Jurisprudence CJUE62023TN0263

Affaire T-263/23: Recours introduit le 16 mai 2023 — Symrise/Commission

CELEX62023TN0263
TypeJurisprudence CJUE
Datemardi 16 mai 2023

Résumé IA

Recours en annulation contre la décision de la Commission européenne d'inscrire le dioxyde de titane (TiO₂) comme substance cancérigène par inhalation. L'affaire porte sur la légalité de la classification et de l'étiquetage de cette substance, avec des implications majeures pour les fabricants et la cohérence du règlement CLP.

Texte intégral

3.7.2023

FR

Journal officiel de l'Union européenne

C 235/69


Recours introduit le 16 mai 2023 — Symrise/Commission

(Affaire T-263/23)

(2023/C 235/82)

Langue de procédure: l’anglais

Parties

Partie requérante: Symrise AG (Holzminden, Allemagne) (représentants: T. Kuhn, M. Rust, T.-M. Wienke, L. Bär et J. Jourdan, avocats)

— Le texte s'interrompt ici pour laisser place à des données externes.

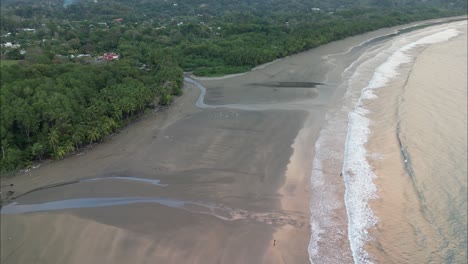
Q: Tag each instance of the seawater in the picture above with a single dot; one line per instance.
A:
(405, 179)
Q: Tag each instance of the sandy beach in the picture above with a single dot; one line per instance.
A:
(221, 179)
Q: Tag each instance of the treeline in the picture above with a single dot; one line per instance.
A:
(49, 110)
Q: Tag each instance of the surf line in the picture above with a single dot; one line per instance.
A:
(357, 173)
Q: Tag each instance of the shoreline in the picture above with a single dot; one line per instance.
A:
(257, 163)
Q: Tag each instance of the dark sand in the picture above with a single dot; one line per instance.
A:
(246, 174)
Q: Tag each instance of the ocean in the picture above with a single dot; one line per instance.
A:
(399, 137)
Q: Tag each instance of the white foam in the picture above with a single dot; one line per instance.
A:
(357, 173)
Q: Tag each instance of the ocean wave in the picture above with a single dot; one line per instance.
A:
(357, 172)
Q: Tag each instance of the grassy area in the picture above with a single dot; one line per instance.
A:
(4, 63)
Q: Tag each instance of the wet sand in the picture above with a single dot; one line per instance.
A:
(233, 177)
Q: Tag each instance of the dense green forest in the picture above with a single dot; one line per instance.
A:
(58, 92)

Partie défenderesse: Commission européenne

Conclusions

La requérante conclut à ce qu’il plaise au Tribunal:

annuler la décision de la Commission C (2023) 1103 final du 10 février 2023 ordonnant, au titre de l’article 20, paragraphe 4, du règlement (CE) no 1/2003 du Conseil (1), d’effectuer une inspection chez Symrise AG et toutes les filiales qu’elle contrôle directement ou indirectement (AT.40826 — Rose);

condamner la Commission à tous les dépens de la procédure.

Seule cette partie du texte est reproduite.